TCC: What’s the strangest thing you’ve ever eaten?

XS: Chocolate covered pretzels and potato chips…!

TCC:  What’s your favorite ingredient?

XS: Salt

TCC:  What’s the ingredient that turns you off the most?

XS: Fake butter

TCC: What’s your favorite tool?

XS: The Nutra bullet. its more than a juicer!

TCC:  What is your favorite thing to do when you’re not cooking?

XS: Travel

TCC: What would you like to do before you get too old to do it?

XS: Travel more

TCC: Tell us a deep dark secret (doesn’t have to be food related). 

XS: I like Traders Joes frozen products

TCC: How do you deal with the stress?  

XS: Cook at home for friends and good wines

TCC: Who would you like to meet?  

XS: The General de Gaulle

TCC: Who would you like to cook for? 

XS: My grandfather, he was a great Chef but never saw me becoming a chef .

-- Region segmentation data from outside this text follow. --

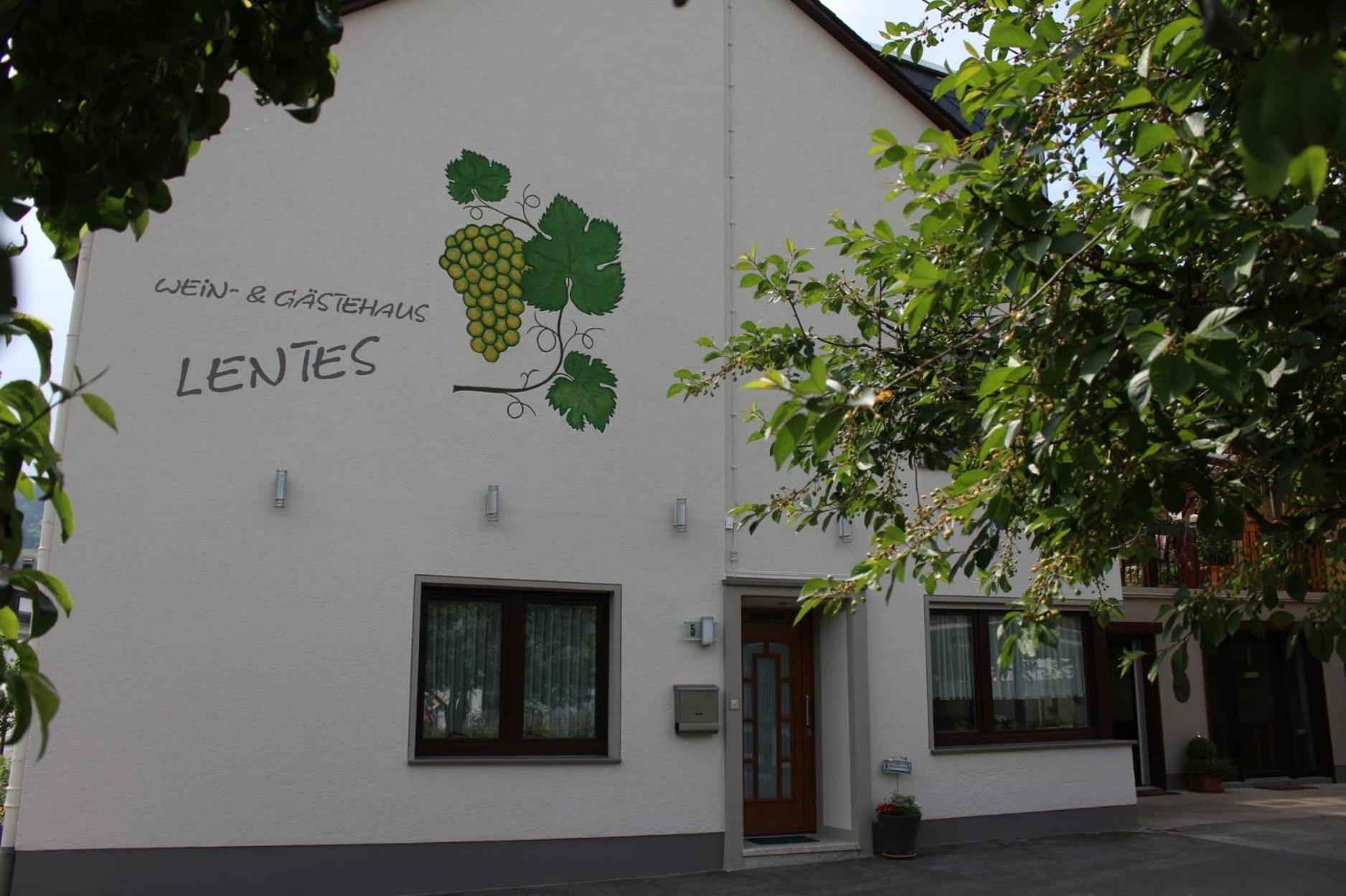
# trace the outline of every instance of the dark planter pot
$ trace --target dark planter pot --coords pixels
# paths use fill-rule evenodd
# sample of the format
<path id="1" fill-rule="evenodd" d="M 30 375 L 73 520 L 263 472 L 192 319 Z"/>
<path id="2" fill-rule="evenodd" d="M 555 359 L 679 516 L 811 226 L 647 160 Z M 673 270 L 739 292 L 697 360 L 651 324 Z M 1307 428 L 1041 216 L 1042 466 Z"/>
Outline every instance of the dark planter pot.
<path id="1" fill-rule="evenodd" d="M 1222 794 L 1225 792 L 1225 783 L 1219 779 L 1219 775 L 1187 775 L 1187 790 L 1194 790 L 1198 794 Z"/>
<path id="2" fill-rule="evenodd" d="M 879 815 L 875 846 L 884 858 L 915 858 L 921 815 Z"/>

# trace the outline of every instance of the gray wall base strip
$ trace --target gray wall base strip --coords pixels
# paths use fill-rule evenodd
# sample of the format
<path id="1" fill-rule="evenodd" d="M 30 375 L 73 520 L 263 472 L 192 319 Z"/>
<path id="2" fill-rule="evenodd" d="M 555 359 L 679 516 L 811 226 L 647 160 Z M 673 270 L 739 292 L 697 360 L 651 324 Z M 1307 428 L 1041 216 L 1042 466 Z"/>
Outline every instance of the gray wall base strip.
<path id="1" fill-rule="evenodd" d="M 723 831 L 460 844 L 19 850 L 16 896 L 409 896 L 719 870 Z"/>
<path id="2" fill-rule="evenodd" d="M 1062 809 L 1050 813 L 926 818 L 921 821 L 917 846 L 938 846 L 940 844 L 962 844 L 979 839 L 1028 839 L 1058 834 L 1093 834 L 1105 830 L 1128 830 L 1135 826 L 1135 803 Z"/>

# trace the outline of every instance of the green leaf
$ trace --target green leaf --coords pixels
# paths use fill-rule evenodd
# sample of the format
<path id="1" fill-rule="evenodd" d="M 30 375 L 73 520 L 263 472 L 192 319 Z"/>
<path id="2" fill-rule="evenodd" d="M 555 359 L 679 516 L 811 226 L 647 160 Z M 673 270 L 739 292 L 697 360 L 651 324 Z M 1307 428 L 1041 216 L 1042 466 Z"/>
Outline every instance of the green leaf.
<path id="1" fill-rule="evenodd" d="M 1127 91 L 1127 96 L 1121 98 L 1117 109 L 1135 109 L 1136 106 L 1149 104 L 1152 100 L 1154 96 L 1149 93 L 1149 87 L 1135 87 L 1133 90 Z"/>
<path id="2" fill-rule="evenodd" d="M 832 449 L 832 444 L 837 437 L 837 431 L 840 431 L 841 424 L 845 422 L 847 412 L 847 408 L 833 408 L 828 413 L 818 417 L 818 421 L 813 425 L 814 453 L 825 455 Z"/>
<path id="3" fill-rule="evenodd" d="M 565 355 L 564 377 L 557 377 L 546 390 L 546 402 L 572 428 L 583 431 L 586 424 L 599 432 L 607 429 L 616 410 L 616 375 L 606 363 L 580 351 Z"/>
<path id="4" fill-rule="evenodd" d="M 75 509 L 70 505 L 70 495 L 65 488 L 59 488 L 52 492 L 50 500 L 57 518 L 61 519 L 61 541 L 69 541 L 75 531 Z"/>
<path id="5" fill-rule="evenodd" d="M 524 301 L 560 311 L 567 300 L 587 315 L 604 315 L 622 300 L 626 278 L 616 261 L 622 234 L 610 221 L 592 221 L 575 202 L 556 196 L 524 244 Z"/>
<path id="6" fill-rule="evenodd" d="M 1193 339 L 1233 339 L 1234 334 L 1228 327 L 1226 323 L 1237 318 L 1244 312 L 1242 308 L 1237 305 L 1228 305 L 1225 308 L 1215 308 L 1209 315 L 1201 319 L 1197 328 L 1191 331 Z"/>
<path id="7" fill-rule="evenodd" d="M 1163 355 L 1149 365 L 1149 385 L 1159 401 L 1170 402 L 1197 385 L 1197 374 L 1179 355 Z"/>
<path id="8" fill-rule="evenodd" d="M 460 206 L 476 199 L 498 202 L 509 194 L 509 168 L 471 149 L 450 161 L 444 174 L 448 195 Z"/>
<path id="9" fill-rule="evenodd" d="M 85 406 L 87 406 L 89 410 L 93 412 L 94 417 L 97 417 L 98 420 L 104 421 L 105 424 L 108 424 L 113 429 L 117 428 L 117 417 L 116 417 L 116 414 L 112 413 L 112 405 L 109 405 L 106 401 L 104 401 L 98 396 L 94 396 L 93 393 L 87 393 L 86 391 L 86 393 L 82 393 L 79 397 L 83 398 Z"/>
<path id="10" fill-rule="evenodd" d="M 1285 186 L 1287 163 L 1263 161 L 1252 153 L 1244 155 L 1244 182 L 1248 190 L 1259 196 L 1275 199 L 1281 187 Z"/>
<path id="11" fill-rule="evenodd" d="M 1149 396 L 1154 389 L 1149 385 L 1149 370 L 1141 370 L 1131 382 L 1127 383 L 1127 397 L 1131 398 L 1131 404 L 1136 410 L 1143 410 L 1145 405 L 1149 404 Z"/>
<path id="12" fill-rule="evenodd" d="M 1285 174 L 1289 175 L 1292 184 L 1316 199 L 1327 183 L 1327 149 L 1318 145 L 1308 147 L 1291 159 Z"/>

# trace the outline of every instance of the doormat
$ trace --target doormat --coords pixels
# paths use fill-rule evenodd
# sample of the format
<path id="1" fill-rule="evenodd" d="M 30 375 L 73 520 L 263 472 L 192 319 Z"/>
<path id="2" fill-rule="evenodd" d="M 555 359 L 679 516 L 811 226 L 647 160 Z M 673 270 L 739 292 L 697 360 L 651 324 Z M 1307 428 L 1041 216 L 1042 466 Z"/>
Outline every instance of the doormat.
<path id="1" fill-rule="evenodd" d="M 1257 790 L 1318 790 L 1312 784 L 1254 784 Z"/>

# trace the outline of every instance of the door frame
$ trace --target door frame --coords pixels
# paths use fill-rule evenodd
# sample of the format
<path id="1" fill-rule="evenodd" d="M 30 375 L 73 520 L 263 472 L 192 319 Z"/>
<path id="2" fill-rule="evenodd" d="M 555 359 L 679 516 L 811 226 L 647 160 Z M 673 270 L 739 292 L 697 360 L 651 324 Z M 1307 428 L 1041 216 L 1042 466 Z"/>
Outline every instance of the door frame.
<path id="1" fill-rule="evenodd" d="M 1217 650 L 1202 650 L 1201 651 L 1201 666 L 1206 677 L 1206 722 L 1209 731 L 1214 736 L 1214 732 L 1219 731 L 1224 735 L 1224 740 L 1229 741 L 1225 744 L 1218 744 L 1221 751 L 1228 755 L 1238 766 L 1238 780 L 1249 780 L 1248 768 L 1242 757 L 1242 749 L 1240 748 L 1238 739 L 1230 739 L 1230 728 L 1237 728 L 1238 725 L 1238 709 L 1237 709 L 1237 694 L 1234 693 L 1233 681 L 1233 638 L 1245 635 L 1249 638 L 1256 638 L 1256 632 L 1245 622 L 1238 627 L 1238 631 L 1232 638 L 1228 638 L 1221 647 L 1229 644 L 1229 654 L 1225 655 L 1225 661 L 1221 662 L 1219 648 Z M 1271 648 L 1271 657 L 1284 657 L 1284 643 L 1288 634 L 1285 631 L 1268 630 L 1264 632 L 1263 638 L 1268 642 Z M 1303 648 L 1303 644 L 1300 644 Z M 1276 663 L 1272 666 L 1272 693 L 1275 697 L 1275 721 L 1273 728 L 1276 729 L 1276 748 L 1285 757 L 1285 771 L 1284 774 L 1277 770 L 1259 768 L 1253 770 L 1259 772 L 1253 778 L 1271 776 L 1271 778 L 1334 778 L 1335 766 L 1333 763 L 1333 735 L 1331 735 L 1331 716 L 1327 706 L 1327 693 L 1324 682 L 1324 667 L 1327 663 L 1315 659 L 1307 648 L 1303 648 L 1300 654 L 1300 662 L 1308 670 L 1308 712 L 1310 718 L 1314 725 L 1314 752 L 1318 755 L 1319 766 L 1318 768 L 1298 768 L 1294 761 L 1294 749 L 1289 744 L 1289 720 L 1287 717 L 1288 708 L 1283 700 L 1285 696 L 1285 673 L 1289 661 Z M 1221 687 L 1224 690 L 1224 700 L 1219 701 L 1222 705 L 1217 705 L 1214 700 L 1214 685 L 1217 677 L 1222 677 Z"/>
<path id="2" fill-rule="evenodd" d="M 1136 681 L 1140 681 L 1141 675 L 1149 671 L 1149 665 L 1154 662 L 1154 652 L 1156 650 L 1156 635 L 1162 631 L 1163 627 L 1156 623 L 1114 622 L 1104 630 L 1104 638 L 1140 639 L 1141 647 L 1145 650 L 1144 667 L 1139 673 L 1132 670 Z M 1106 640 L 1104 642 L 1104 647 L 1106 648 Z M 1112 667 L 1108 669 L 1109 675 L 1114 671 Z M 1168 787 L 1168 768 L 1164 761 L 1164 720 L 1159 678 L 1155 678 L 1155 681 L 1145 678 L 1141 693 L 1144 694 L 1144 701 L 1141 701 L 1143 705 L 1139 709 L 1145 713 L 1143 725 L 1145 743 L 1141 744 L 1141 749 L 1145 751 L 1145 761 L 1149 766 L 1149 787 L 1166 790 Z M 1102 694 L 1100 694 L 1100 700 L 1102 700 Z"/>
<path id="3" fill-rule="evenodd" d="M 743 599 L 775 597 L 794 604 L 805 580 L 727 577 L 723 580 L 723 638 L 721 655 L 724 662 L 724 849 L 725 870 L 744 866 L 743 858 Z M 868 679 L 868 630 L 865 627 L 867 608 L 861 605 L 856 613 L 840 613 L 821 624 L 843 626 L 845 632 L 845 701 L 849 716 L 849 790 L 851 826 L 841 829 L 826 826 L 824 802 L 826 788 L 821 774 L 824 763 L 837 759 L 826 752 L 820 726 L 814 725 L 817 747 L 814 768 L 818 806 L 817 826 L 820 834 L 853 839 L 863 856 L 874 848 L 871 806 L 871 759 L 870 759 L 870 679 Z M 818 624 L 814 626 L 817 638 Z M 821 675 L 828 659 L 814 643 L 814 667 Z M 814 679 L 814 693 L 822 693 L 822 682 Z M 828 689 L 828 693 L 835 693 Z M 739 701 L 739 710 L 730 709 L 730 701 Z M 821 721 L 821 720 L 820 720 Z"/>
<path id="4" fill-rule="evenodd" d="M 773 599 L 773 603 L 777 603 L 777 599 Z M 747 627 L 751 626 L 752 623 L 766 623 L 767 626 L 773 626 L 773 627 L 774 626 L 781 626 L 781 624 L 789 626 L 793 622 L 793 619 L 794 619 L 794 612 L 795 611 L 794 611 L 794 607 L 779 607 L 779 605 L 758 605 L 758 607 L 754 607 L 754 605 L 750 605 L 747 603 L 747 600 L 744 600 L 743 601 L 743 607 L 742 607 L 742 609 L 739 612 L 740 612 L 740 620 L 743 623 L 743 630 L 742 631 L 746 632 Z M 751 615 L 756 615 L 758 619 L 746 619 L 746 618 L 748 618 Z M 791 751 L 793 752 L 791 763 L 793 763 L 793 768 L 798 770 L 797 799 L 800 802 L 800 810 L 802 813 L 802 819 L 801 819 L 800 827 L 797 830 L 793 830 L 793 829 L 791 830 L 785 830 L 785 829 L 782 829 L 782 830 L 760 831 L 758 834 L 748 834 L 747 830 L 746 830 L 747 829 L 747 810 L 744 809 L 744 821 L 743 821 L 744 837 L 771 837 L 771 835 L 777 835 L 777 834 L 795 834 L 795 833 L 808 834 L 808 833 L 817 833 L 817 830 L 818 830 L 818 778 L 820 778 L 818 772 L 820 772 L 820 768 L 818 768 L 817 756 L 818 756 L 818 741 L 821 740 L 821 737 L 820 736 L 814 736 L 814 729 L 818 728 L 818 722 L 821 721 L 822 714 L 821 714 L 821 708 L 818 705 L 818 690 L 820 690 L 820 683 L 821 683 L 821 681 L 820 681 L 821 679 L 821 670 L 820 670 L 818 662 L 817 662 L 817 654 L 818 654 L 818 647 L 820 647 L 820 644 L 818 644 L 817 619 L 813 615 L 810 615 L 806 619 L 804 619 L 804 620 L 800 622 L 800 627 L 804 628 L 804 631 L 800 632 L 800 638 L 798 638 L 798 643 L 800 643 L 801 650 L 798 651 L 797 657 L 791 658 L 791 666 L 793 666 L 793 663 L 794 663 L 795 659 L 798 661 L 798 673 L 800 674 L 797 677 L 791 677 L 791 681 L 794 682 L 794 686 L 791 687 L 790 718 L 791 718 L 791 724 L 794 725 L 794 731 L 795 731 L 794 736 L 791 737 L 791 743 L 794 745 L 794 748 Z M 747 640 L 747 635 L 746 634 L 740 634 L 739 640 L 740 642 Z M 742 655 L 742 643 L 739 646 L 739 650 L 740 650 L 740 655 Z M 742 682 L 742 678 L 743 678 L 742 670 L 739 673 L 739 678 L 740 678 L 740 682 Z M 801 698 L 804 701 L 812 702 L 812 706 L 805 705 L 804 712 L 802 712 L 804 716 L 812 716 L 812 722 L 806 722 L 802 726 L 800 725 L 801 713 L 795 713 L 794 712 L 794 709 L 795 709 L 795 701 L 801 701 Z M 810 712 L 810 709 L 812 709 L 812 712 Z M 742 710 L 740 710 L 743 718 L 747 718 L 747 710 L 748 710 L 748 708 L 746 705 L 743 705 Z M 760 720 L 756 720 L 756 721 L 758 721 L 758 725 L 760 728 Z M 746 724 L 747 722 L 744 722 L 744 725 Z M 742 760 L 739 761 L 739 766 L 740 766 L 740 774 L 742 774 Z M 793 771 L 791 771 L 791 774 L 793 774 Z M 743 800 L 743 802 L 744 802 L 744 806 L 746 806 L 746 800 Z M 786 825 L 783 827 L 793 827 L 793 826 Z"/>

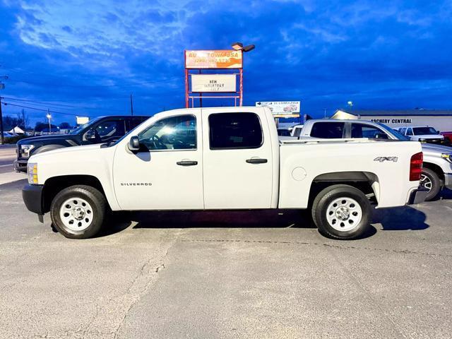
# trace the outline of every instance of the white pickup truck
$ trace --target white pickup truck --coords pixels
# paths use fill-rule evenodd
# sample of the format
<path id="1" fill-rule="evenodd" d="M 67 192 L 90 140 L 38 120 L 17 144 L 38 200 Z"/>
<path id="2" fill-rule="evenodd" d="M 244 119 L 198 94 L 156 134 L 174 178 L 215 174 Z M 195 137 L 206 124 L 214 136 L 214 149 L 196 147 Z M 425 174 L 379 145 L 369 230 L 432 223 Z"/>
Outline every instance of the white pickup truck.
<path id="1" fill-rule="evenodd" d="M 183 109 L 112 143 L 32 155 L 27 208 L 88 238 L 117 210 L 310 208 L 320 232 L 352 239 L 378 208 L 424 200 L 418 143 L 280 142 L 266 107 Z"/>

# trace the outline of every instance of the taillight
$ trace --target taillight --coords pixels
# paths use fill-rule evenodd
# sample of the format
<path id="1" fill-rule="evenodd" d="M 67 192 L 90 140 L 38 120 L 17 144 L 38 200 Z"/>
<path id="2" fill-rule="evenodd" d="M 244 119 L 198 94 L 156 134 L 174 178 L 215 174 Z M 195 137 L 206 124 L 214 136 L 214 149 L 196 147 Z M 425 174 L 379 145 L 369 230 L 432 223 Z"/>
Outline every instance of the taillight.
<path id="1" fill-rule="evenodd" d="M 410 161 L 410 181 L 417 182 L 421 179 L 422 172 L 422 160 L 424 156 L 422 152 L 413 154 Z"/>

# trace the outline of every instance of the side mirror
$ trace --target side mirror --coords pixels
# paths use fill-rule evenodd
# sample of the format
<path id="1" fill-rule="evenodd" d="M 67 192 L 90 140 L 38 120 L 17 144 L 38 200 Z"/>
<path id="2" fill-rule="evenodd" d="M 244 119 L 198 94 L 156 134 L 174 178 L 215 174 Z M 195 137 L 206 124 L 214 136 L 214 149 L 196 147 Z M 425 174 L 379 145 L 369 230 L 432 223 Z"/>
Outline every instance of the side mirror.
<path id="1" fill-rule="evenodd" d="M 96 138 L 96 132 L 94 129 L 88 129 L 85 133 L 86 140 L 94 140 Z"/>
<path id="2" fill-rule="evenodd" d="M 128 145 L 129 149 L 132 152 L 135 152 L 140 150 L 140 139 L 138 136 L 132 136 L 129 141 Z"/>

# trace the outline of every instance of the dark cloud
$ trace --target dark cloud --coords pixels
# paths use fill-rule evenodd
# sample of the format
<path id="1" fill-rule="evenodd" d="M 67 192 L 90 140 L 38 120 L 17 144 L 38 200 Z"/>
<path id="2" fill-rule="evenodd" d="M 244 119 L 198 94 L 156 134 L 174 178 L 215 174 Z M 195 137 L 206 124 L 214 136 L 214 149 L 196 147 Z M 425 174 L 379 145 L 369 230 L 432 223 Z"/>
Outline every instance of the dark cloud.
<path id="1" fill-rule="evenodd" d="M 184 49 L 243 41 L 256 45 L 244 56 L 246 105 L 301 100 L 314 116 L 350 100 L 359 108 L 452 106 L 446 0 L 121 4 L 67 17 L 72 8 L 46 1 L 0 5 L 0 73 L 10 76 L 2 95 L 95 116 L 128 112 L 133 93 L 136 111 L 153 114 L 184 105 Z"/>

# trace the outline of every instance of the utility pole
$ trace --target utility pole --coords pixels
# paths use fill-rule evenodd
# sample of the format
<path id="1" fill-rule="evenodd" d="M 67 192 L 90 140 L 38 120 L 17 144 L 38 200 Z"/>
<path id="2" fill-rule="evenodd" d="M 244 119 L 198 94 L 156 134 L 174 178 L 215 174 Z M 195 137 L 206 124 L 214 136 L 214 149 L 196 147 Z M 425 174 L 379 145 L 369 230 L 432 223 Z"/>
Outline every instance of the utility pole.
<path id="1" fill-rule="evenodd" d="M 0 79 L 6 80 L 8 76 L 0 76 Z M 3 90 L 4 88 L 5 84 L 0 81 L 0 90 Z M 0 97 L 0 145 L 3 145 L 5 142 L 5 139 L 4 138 L 4 136 L 3 134 L 3 114 L 1 112 L 1 99 L 3 98 Z"/>
<path id="2" fill-rule="evenodd" d="M 3 115 L 1 113 L 1 97 L 0 97 L 0 145 L 3 145 Z"/>
<path id="3" fill-rule="evenodd" d="M 133 116 L 133 102 L 132 101 L 132 95 L 130 95 L 130 114 Z"/>
<path id="4" fill-rule="evenodd" d="M 47 118 L 49 119 L 49 134 L 52 131 L 52 125 L 50 125 L 50 118 L 52 118 L 52 115 L 50 115 L 50 110 L 47 108 Z"/>

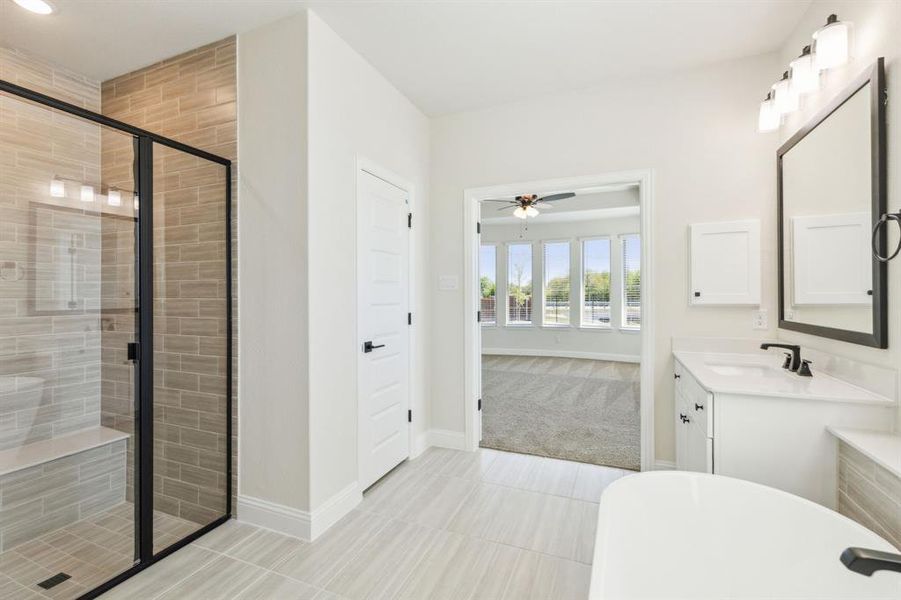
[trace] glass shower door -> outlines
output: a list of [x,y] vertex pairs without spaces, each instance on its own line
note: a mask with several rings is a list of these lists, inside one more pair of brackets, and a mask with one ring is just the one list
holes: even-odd
[[228,510],[227,169],[153,145],[153,551]]
[[135,138],[0,92],[0,580],[137,561]]

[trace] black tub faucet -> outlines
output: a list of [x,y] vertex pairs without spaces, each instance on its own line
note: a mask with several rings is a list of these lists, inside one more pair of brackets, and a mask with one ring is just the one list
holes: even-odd
[[792,353],[791,360],[785,361],[786,364],[782,365],[783,368],[788,369],[789,371],[797,372],[798,369],[801,368],[801,346],[797,344],[771,344],[764,343],[760,344],[761,350],[769,350],[770,348],[782,348],[784,350],[790,350]]
[[901,573],[901,554],[869,550],[867,548],[845,548],[840,558],[842,564],[850,570],[867,577],[876,571],[898,571]]

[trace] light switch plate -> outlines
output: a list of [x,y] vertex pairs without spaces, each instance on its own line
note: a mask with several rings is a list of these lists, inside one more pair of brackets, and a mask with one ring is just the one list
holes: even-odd
[[769,319],[765,308],[751,312],[751,329],[769,329]]
[[456,290],[460,288],[460,278],[456,275],[440,275],[438,277],[439,290]]

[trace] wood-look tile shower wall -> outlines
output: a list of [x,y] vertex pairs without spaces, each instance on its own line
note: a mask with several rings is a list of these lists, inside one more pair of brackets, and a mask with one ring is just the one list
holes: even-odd
[[[236,161],[235,64],[235,40],[228,38],[128,73],[102,84],[102,112]],[[118,177],[130,177],[130,157],[124,149],[104,146],[106,178],[115,180],[116,170]],[[206,523],[225,510],[225,170],[156,145],[154,171],[155,507]],[[235,207],[235,162],[232,176]],[[237,210],[232,215],[228,226],[236,257]],[[127,268],[133,260],[131,233],[123,227],[111,222],[103,232],[104,276],[110,278],[110,293],[119,297],[134,285],[133,271]],[[236,316],[234,267],[232,275]],[[134,315],[118,312],[103,317],[104,361],[121,364]],[[233,327],[237,340],[236,318]],[[237,361],[237,342],[234,351]],[[233,453],[227,459],[233,465],[234,492],[236,368],[233,373]],[[104,381],[105,424],[131,428],[128,393],[121,382]]]

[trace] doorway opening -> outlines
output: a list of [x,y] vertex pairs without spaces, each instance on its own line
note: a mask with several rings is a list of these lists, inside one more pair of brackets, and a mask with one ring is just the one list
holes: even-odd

TCC: What was the hardest thing for you to learn? Or is there something  you just can’t get right?  

XS: Molecular gastronomy

TCC: Is there some little something you do for your family to make up for the time you’re not with them?  

XS: We go on eating and discovery trips

TCC: How did becoming a chef change your life? Your direction.  

XS: It never did. this is what I always wanted to do.